Atualmente, esses Catorze Treinamentos delineiam uma maneira de praticar harmoniosamente em comunidade, seguida pelos residentes de todos os centros de prática monástica internacionais na tradição de Plum Village. Há agora mais de 2.000 homens e mulheres leigos Membros da Ordem do Interser ativos em comunidades locais ao redor do mundo.

Para saber mais sobre os Catorze Treinamentos de Plena Consciência e como estão sendo aplicados no mundo de hoje, visite o site da Ordem Internacional do Interser.


A Primeira Prática: Abertura

Conscientes do sofrimento causado pelo fanatismo e pela intolerância, estamos determinados a não sermos idólatras ou apegados a qualquer doutrina, teoria ou ideologia, mesmo as budistas. Comprometemo-nos a ver os ensinamentos budistas como meios orientadores que nos ajudam a desenvolver compreensão e compaixão. Eles não são doutrinas pelas quais lutar, matar ou morrer. Entendemos que o fanatismo em suas diversas formas é resultado de perceber as coisas de forma dualista e discriminativa. Vamos treinar-nos para olhar tudo com abertura e com a percepção do Interser, para transformar o dogmatismo e a violência em nós mesmos e no mundo.


A Segunda Prática: Não-Apego às Opiniões

Conscientes do sofrimento causado pelo apego às opiniões e perceções erradas, estamos determinados a evitar ter mente estreita ou presos às opiniões atuais. Comprometemo-nos a aprender e praticar o desapego às opiniões e estar abertos às experiências e perceções dos outros, para beneficiar da sabedoria coletiva. Estamos conscientes de que o conhecimento que possuímos atualmente não é uma verdade absoluta e imutável. A compreensão surge através da prática da escuta compassiva, do olhar profundo e do desapego às noções, em vez da acumulação de conhecimento intelectual. A verdade encontra-se na vida, e observaremos a vida dentro e ao nosso redor em cada momento, prontos para aprender ao longo de toda a nossa existência.


A Terceira Prática: Liberdade de Pensamento

Conscientes do sofrimento causado por impor as nossas opiniões aos outros, estamos determinados a não forçar ninguém, nem mesmo os nossos filhos, por qualquer meio – como autoridade, ameaça, dinheiro, propaganda ou doutrinação – a adotar as nossas opiniões. Comprometemo-nos a respeitar o direito dos outros de serem diferentes, de escolherem o que acreditar e como decidir.

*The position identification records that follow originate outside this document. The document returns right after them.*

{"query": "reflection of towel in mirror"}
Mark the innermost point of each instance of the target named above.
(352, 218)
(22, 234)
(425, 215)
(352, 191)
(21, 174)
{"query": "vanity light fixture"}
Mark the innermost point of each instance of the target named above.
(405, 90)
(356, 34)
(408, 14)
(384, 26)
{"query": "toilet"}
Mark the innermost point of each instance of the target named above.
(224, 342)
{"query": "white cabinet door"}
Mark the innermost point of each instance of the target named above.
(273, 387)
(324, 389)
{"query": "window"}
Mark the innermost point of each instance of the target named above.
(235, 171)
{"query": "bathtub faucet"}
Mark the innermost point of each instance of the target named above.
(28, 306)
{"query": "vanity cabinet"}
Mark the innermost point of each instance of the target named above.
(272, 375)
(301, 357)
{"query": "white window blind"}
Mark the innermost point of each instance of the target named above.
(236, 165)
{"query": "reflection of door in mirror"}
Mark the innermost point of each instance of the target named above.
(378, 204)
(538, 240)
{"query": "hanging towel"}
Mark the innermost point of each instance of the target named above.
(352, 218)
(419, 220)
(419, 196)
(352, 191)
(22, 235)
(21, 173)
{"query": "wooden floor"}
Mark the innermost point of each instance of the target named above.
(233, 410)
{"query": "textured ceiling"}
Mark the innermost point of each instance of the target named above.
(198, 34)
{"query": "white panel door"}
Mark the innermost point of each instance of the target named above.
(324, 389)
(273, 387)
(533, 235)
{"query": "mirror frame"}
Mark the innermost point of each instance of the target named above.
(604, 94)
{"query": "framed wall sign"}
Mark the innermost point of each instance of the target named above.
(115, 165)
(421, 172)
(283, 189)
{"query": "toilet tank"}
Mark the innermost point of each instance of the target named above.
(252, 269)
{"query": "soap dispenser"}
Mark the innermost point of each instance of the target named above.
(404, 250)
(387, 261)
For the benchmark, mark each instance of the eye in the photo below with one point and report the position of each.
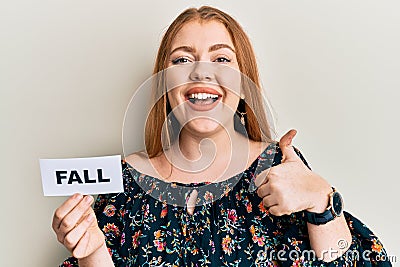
(181, 60)
(222, 60)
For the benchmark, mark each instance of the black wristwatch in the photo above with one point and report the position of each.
(335, 209)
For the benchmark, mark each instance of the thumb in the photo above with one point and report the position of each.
(285, 144)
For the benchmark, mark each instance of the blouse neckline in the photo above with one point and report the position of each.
(256, 163)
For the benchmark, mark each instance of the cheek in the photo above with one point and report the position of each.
(176, 76)
(230, 79)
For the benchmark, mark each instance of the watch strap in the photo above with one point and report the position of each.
(319, 218)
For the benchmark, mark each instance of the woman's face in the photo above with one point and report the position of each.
(203, 79)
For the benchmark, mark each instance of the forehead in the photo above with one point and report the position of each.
(202, 34)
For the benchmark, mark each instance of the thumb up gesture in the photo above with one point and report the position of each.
(291, 186)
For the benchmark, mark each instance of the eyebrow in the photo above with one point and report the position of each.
(212, 48)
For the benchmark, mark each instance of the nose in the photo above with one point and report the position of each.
(202, 71)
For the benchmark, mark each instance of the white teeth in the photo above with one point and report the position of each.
(203, 96)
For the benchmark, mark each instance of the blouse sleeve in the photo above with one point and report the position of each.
(109, 210)
(365, 248)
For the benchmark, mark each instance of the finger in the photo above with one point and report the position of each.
(81, 248)
(73, 237)
(75, 215)
(264, 190)
(64, 209)
(191, 203)
(269, 201)
(262, 178)
(285, 144)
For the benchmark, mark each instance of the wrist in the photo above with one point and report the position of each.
(321, 201)
(100, 257)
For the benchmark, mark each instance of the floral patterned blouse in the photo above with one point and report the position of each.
(147, 225)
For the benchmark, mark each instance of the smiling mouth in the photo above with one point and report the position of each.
(202, 96)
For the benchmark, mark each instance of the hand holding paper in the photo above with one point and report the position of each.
(98, 175)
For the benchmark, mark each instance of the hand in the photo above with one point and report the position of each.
(76, 227)
(291, 186)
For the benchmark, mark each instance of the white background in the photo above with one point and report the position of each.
(69, 68)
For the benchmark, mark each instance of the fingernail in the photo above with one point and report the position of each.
(88, 199)
(77, 196)
(90, 217)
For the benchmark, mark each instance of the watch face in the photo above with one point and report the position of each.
(337, 203)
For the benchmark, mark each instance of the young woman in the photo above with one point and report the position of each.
(192, 203)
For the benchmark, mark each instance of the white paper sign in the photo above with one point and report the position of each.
(96, 175)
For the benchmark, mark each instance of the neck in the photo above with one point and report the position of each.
(197, 152)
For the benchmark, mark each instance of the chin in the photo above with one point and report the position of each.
(204, 126)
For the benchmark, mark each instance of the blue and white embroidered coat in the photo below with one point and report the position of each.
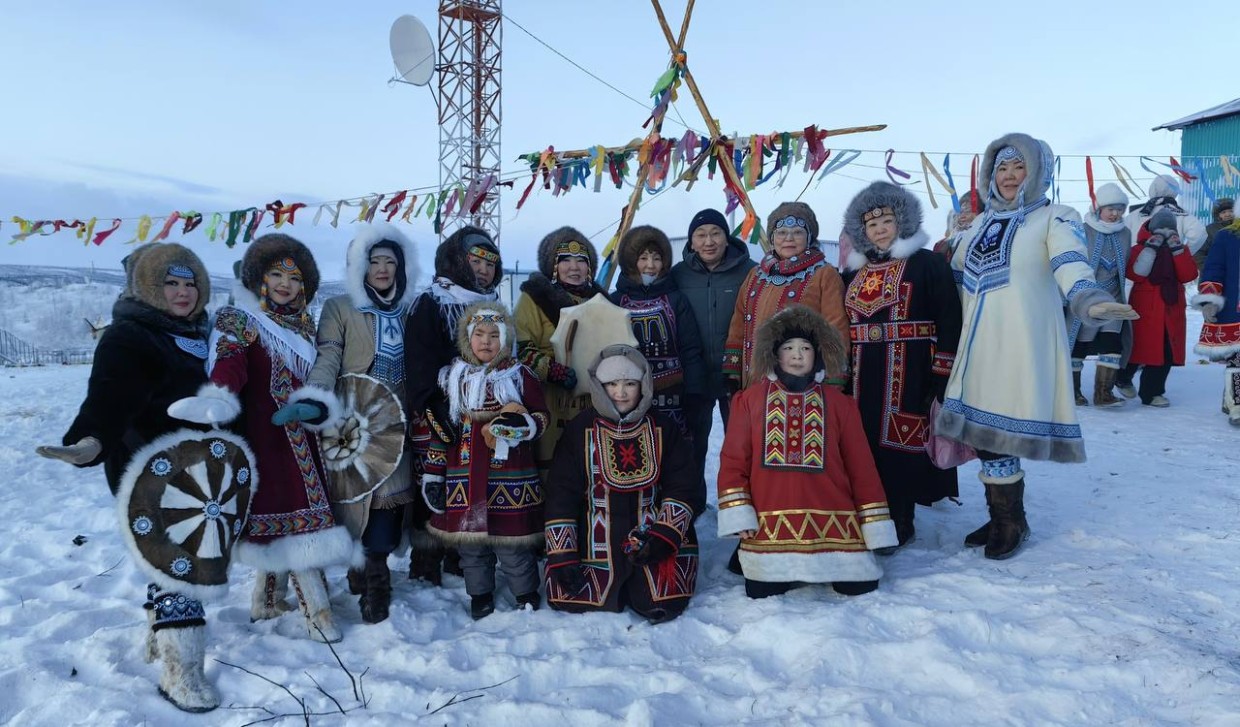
(356, 336)
(1011, 388)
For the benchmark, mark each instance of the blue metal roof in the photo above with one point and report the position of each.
(1224, 109)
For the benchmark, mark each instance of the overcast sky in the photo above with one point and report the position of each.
(122, 108)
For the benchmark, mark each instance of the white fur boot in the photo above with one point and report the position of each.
(182, 680)
(151, 654)
(311, 587)
(268, 601)
(1231, 396)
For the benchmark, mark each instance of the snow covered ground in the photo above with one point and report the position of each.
(1121, 611)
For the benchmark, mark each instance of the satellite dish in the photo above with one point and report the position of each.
(412, 50)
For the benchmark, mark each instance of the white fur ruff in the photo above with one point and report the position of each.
(466, 386)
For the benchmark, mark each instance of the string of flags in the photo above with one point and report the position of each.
(758, 160)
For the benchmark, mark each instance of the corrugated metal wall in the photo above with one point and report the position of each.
(1210, 140)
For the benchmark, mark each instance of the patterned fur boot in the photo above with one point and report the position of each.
(182, 680)
(268, 599)
(1233, 396)
(311, 588)
(1104, 381)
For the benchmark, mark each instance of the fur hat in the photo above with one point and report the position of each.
(268, 249)
(1110, 195)
(708, 216)
(637, 241)
(797, 321)
(486, 312)
(1163, 185)
(1038, 164)
(451, 263)
(799, 210)
(357, 262)
(883, 197)
(616, 369)
(562, 242)
(146, 267)
(599, 395)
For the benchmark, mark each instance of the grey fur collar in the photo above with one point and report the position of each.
(900, 249)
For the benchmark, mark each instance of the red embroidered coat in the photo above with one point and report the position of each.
(490, 500)
(292, 501)
(608, 479)
(797, 469)
(904, 324)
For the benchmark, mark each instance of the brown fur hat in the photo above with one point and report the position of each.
(804, 323)
(637, 241)
(265, 251)
(562, 237)
(451, 253)
(148, 266)
(796, 210)
(495, 313)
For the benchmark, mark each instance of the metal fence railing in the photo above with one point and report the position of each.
(15, 351)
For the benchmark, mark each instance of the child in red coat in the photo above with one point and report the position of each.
(796, 477)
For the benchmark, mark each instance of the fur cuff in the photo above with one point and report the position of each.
(211, 405)
(1202, 299)
(879, 534)
(733, 520)
(325, 398)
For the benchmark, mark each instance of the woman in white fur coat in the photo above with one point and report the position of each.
(1011, 392)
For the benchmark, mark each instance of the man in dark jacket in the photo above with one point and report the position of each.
(709, 276)
(1224, 214)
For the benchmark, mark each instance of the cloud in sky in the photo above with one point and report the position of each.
(145, 108)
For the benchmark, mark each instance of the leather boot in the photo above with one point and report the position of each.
(377, 598)
(1104, 381)
(1008, 526)
(1076, 390)
(982, 535)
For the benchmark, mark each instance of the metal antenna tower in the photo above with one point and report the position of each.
(470, 34)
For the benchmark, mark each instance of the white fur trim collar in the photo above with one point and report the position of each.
(900, 249)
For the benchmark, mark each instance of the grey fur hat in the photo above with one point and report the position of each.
(882, 196)
(796, 210)
(148, 266)
(802, 323)
(561, 241)
(1038, 164)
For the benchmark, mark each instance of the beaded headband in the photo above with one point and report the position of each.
(181, 272)
(287, 266)
(572, 248)
(792, 221)
(876, 214)
(481, 252)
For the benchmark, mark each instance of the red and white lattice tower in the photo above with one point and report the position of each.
(470, 34)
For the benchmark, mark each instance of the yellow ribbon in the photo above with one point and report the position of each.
(929, 170)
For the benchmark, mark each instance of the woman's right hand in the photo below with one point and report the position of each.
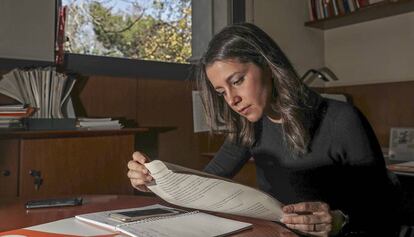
(137, 173)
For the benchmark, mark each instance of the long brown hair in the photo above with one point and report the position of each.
(247, 43)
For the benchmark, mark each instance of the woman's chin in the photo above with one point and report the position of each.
(252, 118)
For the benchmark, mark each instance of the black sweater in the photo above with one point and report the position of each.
(344, 168)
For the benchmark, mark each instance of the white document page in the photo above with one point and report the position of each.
(211, 194)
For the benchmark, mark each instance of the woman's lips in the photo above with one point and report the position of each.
(244, 110)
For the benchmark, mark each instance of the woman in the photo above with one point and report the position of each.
(318, 156)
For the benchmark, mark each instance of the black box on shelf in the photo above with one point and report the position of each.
(50, 124)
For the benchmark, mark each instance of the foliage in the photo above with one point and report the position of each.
(160, 31)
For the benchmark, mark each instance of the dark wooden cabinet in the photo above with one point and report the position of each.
(44, 164)
(9, 159)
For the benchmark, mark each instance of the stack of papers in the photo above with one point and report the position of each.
(98, 123)
(41, 88)
(11, 115)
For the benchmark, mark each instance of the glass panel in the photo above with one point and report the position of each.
(157, 30)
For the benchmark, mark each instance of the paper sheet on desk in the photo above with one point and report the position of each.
(211, 194)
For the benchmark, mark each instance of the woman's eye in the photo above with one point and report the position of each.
(238, 81)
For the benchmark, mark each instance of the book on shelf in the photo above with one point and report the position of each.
(183, 224)
(404, 167)
(11, 116)
(42, 88)
(98, 123)
(190, 188)
(401, 144)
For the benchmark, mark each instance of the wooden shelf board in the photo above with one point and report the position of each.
(372, 12)
(67, 133)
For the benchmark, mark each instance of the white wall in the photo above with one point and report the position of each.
(27, 29)
(372, 52)
(376, 51)
(284, 21)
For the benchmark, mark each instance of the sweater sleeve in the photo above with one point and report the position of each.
(372, 196)
(228, 160)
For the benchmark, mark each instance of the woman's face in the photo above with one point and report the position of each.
(245, 87)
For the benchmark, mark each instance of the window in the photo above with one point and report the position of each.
(158, 30)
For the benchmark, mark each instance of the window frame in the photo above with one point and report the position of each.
(85, 64)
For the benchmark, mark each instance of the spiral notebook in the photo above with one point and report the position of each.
(191, 224)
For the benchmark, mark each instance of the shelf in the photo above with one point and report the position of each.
(6, 133)
(368, 13)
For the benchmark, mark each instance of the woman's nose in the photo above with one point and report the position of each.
(234, 100)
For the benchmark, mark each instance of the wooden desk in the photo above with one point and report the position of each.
(14, 215)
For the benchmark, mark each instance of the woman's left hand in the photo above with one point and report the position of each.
(310, 217)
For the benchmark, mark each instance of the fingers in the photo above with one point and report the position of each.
(314, 218)
(304, 207)
(311, 217)
(311, 228)
(137, 173)
(140, 157)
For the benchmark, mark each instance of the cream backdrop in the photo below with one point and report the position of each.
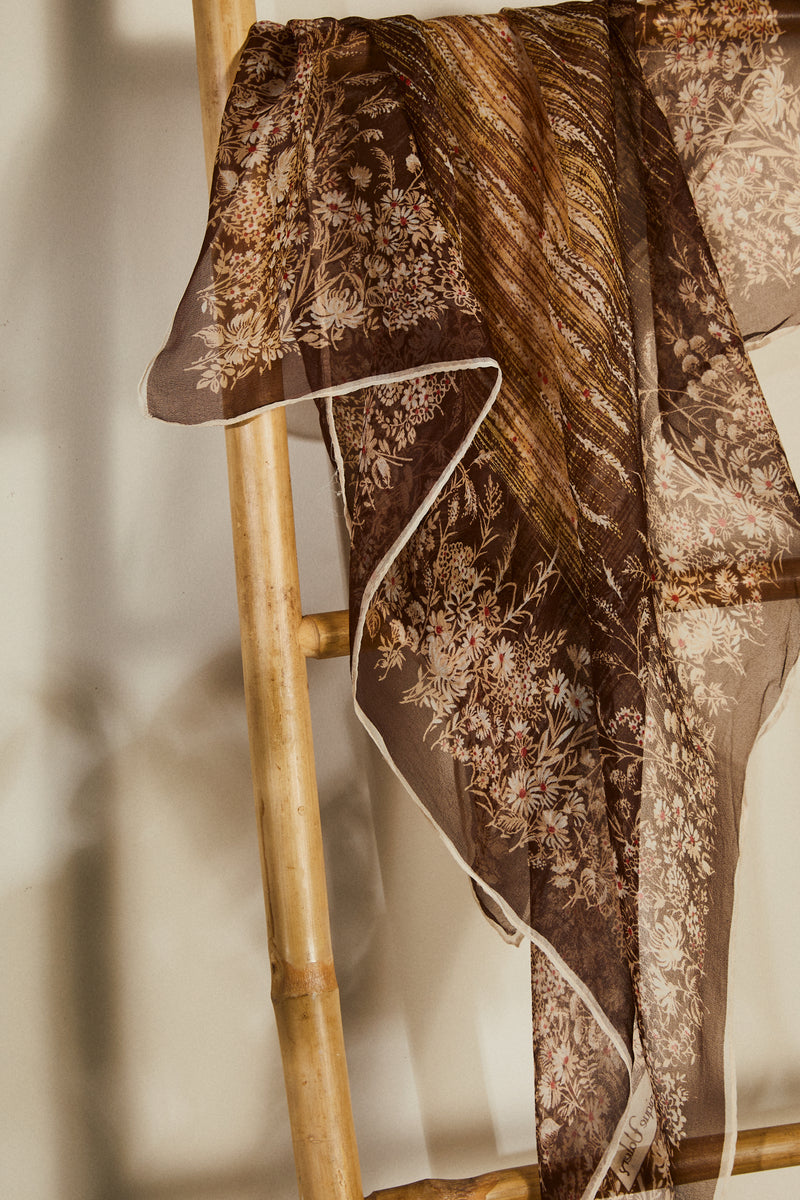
(139, 1060)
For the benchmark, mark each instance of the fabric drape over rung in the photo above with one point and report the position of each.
(575, 535)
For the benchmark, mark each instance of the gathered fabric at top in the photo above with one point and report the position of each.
(573, 531)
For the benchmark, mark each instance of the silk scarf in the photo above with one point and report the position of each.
(573, 531)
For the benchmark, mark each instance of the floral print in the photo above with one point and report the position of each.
(729, 87)
(573, 531)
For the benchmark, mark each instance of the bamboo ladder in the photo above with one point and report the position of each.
(276, 640)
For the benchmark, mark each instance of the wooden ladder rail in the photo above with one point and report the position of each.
(276, 640)
(305, 993)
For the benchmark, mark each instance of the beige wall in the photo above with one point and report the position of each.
(138, 1051)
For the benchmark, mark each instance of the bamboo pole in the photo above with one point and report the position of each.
(305, 993)
(757, 1150)
(325, 635)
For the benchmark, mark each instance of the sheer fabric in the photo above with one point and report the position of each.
(573, 531)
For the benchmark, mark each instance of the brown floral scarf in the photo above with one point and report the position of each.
(573, 531)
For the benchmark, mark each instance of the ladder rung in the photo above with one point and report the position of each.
(757, 1150)
(325, 635)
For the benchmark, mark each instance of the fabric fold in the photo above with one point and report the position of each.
(471, 243)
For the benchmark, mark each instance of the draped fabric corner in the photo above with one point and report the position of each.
(575, 535)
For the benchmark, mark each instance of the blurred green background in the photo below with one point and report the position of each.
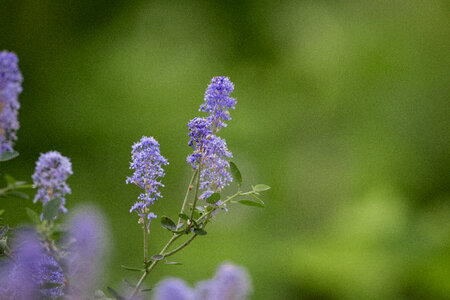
(343, 108)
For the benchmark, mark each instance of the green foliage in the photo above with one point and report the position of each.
(261, 188)
(213, 198)
(168, 223)
(51, 209)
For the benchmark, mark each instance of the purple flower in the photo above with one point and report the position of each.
(32, 273)
(218, 101)
(87, 250)
(10, 88)
(147, 163)
(230, 282)
(51, 173)
(210, 151)
(173, 289)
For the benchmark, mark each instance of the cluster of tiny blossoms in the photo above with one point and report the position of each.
(210, 151)
(51, 173)
(10, 88)
(230, 282)
(33, 272)
(147, 163)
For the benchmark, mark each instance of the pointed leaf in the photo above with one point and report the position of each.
(168, 223)
(8, 155)
(250, 203)
(257, 199)
(261, 188)
(128, 283)
(213, 198)
(51, 209)
(183, 216)
(114, 293)
(236, 173)
(172, 263)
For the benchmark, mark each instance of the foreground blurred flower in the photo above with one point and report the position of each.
(10, 88)
(51, 173)
(147, 163)
(32, 273)
(86, 253)
(230, 282)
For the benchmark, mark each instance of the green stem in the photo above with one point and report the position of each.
(144, 227)
(152, 265)
(223, 204)
(197, 186)
(186, 197)
(180, 247)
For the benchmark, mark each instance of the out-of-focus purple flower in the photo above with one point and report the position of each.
(173, 289)
(32, 273)
(87, 250)
(50, 175)
(49, 277)
(10, 88)
(211, 151)
(147, 163)
(218, 101)
(230, 282)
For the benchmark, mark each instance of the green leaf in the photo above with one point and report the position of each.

Contudo, aprenderemos a ajudar os outros a abandonar e transformar o fanatismo e a estreiteza de pensamento através da fala amorosa e do diálogo compassivo.


A Quarta Prática: Consciência do Sofrimento

Conscientes de que olhar profundamente para a natureza do sofrimento pode ajudar-nos a desenvolver compreensão e compaixão, estamos determinados a voltar para nós mesmos, a reconhecer, aceitar, abraçar e ouvir o sofrimento com a energia da plena consciência. Faremos o nosso melhor para não fugir do sofrimento ou encobri-lo através do consumo, mas praticar a respiração consciente e caminhar com consciência para olhar profundamente para as raízes do sofrimento. Sabemos que podemos encontrar o caminho para a transformação do sofrimento somente quando compreendermos profundamente as suas raízes. Depois de compreender o nosso próprio sofrimento, seremos capazes de compreender o sofrimento dos outros. Comprometemo-nos a encontrar formas, incluindo o contacto pessoal e o uso de telefone, meios eletrónicos, audiovisuais e outros, para estar com aqueles que sofrem, para ajudá-los a transformar o sofrimento em compaixão, paz e alegria.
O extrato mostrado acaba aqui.